Ale cała dolina broniona była stałym ostrzałem artyleryjskim ze znajdujących się wielu wzgórz. Właśnie w takim miejscu, znajdował się Klasztor Benedyktynów na jednym ze wzgórz miasteczka Cassino.
Ale choć aliantom udało się zdobyć ruiny miasta i zbliżyć do ruin klasztoru, zostali wyparci…podobnie jak w dwóch poprzedzających próbach.
Cyt:
Trzecie i najkrwawsze z dotychczasowych natarć rozpoczęło się 15 marca 1944 r trzy i półgodzinnym bombardowaniem artyleryjskim i lotniczym w wyniku którego zrzucono na klasztor i miasto 1200 ton amunicji artyleryjskiej i 1100 bomb. Atakując od północy Nowozelanczycy opanowali 15 marca prawie całe miasto Cassino i Wzgórze Zamkowe dominujące nad wschodnim podejściem do klasztoru . Dalsze natarcie po wschodnich stokach Monte Cassino prowadzone przez 5 Brygadę hinduską uwieńczył czyn Gurkhów , którzy zdobyli Wzgórze Kata znajdujące się w bezpośrednim sąsiedztwie klasztoru . Jednak po kilku dniach zaciętych walk wobec silnych niemieckich kontrataków i ciągle rosnących strat dowódca korpusu nowozelandzkiego generał Freyberg zmuszony został wycofać niedobitki swoich oddziałów z wysuniętych pozycji . W wyniku tego natarcia 2 Dywizja nowozelandzka straciła 750 żołnierzy i oficerów , zaś 4 Dywizja hinduska – 3000 ludzi, zaś dowództwo alianckie zmuszone zostało ,na skutek strat, do rozwiązania korpusu nowozelandzkiego . Jak się okazało nawet zajęcie miasta Cassino i dolnych stoków Monte Cassino nie miało jeszcze rozstrzygającego znaczenia. W celu ostatecznego przełamania Linii Gustawa i otwarcia drogi do Rzymu dowództwo alianckie zaczęło przygotowywać nową ofensywę – tzw. operacja “Diadem”. W wyniku tego 8 Armia brytyjska pod dowództwem gen. Olivera Leese , w skład której wchodził między innymi 2 Korpus Polski, została przeniesiona znad Adriatyku i przejęła nowy odcinek frontu od 5 Armii amerykańskiej
http://www.kki.pl/piojar/brygad/brygad/cassino/cassino.html
Dopiero czwarty atak na Monte Cassino przez 2 Korpus Polski zakończył się ostatecznym zdobyciem i otworzeniem drogi na Rzym. Stało się to 18 maja 1944r.

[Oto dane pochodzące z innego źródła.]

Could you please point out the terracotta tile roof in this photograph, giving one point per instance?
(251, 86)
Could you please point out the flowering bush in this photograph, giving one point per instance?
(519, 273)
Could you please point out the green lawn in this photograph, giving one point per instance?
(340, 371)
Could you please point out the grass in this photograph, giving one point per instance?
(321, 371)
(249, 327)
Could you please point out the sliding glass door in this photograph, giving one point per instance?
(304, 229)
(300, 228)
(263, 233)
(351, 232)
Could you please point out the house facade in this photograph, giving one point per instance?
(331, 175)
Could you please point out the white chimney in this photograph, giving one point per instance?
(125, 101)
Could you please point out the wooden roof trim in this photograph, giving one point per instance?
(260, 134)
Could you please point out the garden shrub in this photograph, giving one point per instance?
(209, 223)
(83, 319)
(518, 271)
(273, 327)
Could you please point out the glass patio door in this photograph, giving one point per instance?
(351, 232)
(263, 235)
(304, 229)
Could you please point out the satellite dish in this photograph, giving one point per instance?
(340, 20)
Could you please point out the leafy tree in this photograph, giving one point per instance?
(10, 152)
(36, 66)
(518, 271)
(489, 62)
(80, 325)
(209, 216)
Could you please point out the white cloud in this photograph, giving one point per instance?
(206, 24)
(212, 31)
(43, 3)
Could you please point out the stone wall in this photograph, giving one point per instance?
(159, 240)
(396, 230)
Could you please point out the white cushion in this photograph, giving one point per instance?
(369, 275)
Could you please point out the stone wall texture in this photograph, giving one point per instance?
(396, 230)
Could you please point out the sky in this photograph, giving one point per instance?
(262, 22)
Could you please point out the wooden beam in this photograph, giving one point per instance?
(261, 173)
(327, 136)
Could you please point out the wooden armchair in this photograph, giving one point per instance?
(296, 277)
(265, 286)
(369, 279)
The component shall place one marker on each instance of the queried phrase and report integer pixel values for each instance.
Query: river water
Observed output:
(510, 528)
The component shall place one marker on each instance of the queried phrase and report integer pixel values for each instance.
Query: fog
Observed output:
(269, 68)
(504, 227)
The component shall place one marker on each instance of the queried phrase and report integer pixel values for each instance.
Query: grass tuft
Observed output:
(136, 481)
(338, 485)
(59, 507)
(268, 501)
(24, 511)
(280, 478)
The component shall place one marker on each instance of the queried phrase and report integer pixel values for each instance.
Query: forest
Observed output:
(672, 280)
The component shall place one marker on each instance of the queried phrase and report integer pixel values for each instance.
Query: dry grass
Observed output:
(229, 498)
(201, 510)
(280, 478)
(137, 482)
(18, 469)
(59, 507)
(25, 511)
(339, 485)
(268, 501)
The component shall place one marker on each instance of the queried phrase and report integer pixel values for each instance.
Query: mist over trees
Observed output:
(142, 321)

Dlaczego warto przypomnieć, te trzy stoczone bitwy… przegrane?
Dlatego, żeby uświadomić sobie ogrom i znaczenie tego polskiego zwycięstwa.
Dlatego, żeby pamiętać, że rozpoczęte 17 stycznia, zakończyły się dopiero po 4 miesiącach okrutnej krwawej walki.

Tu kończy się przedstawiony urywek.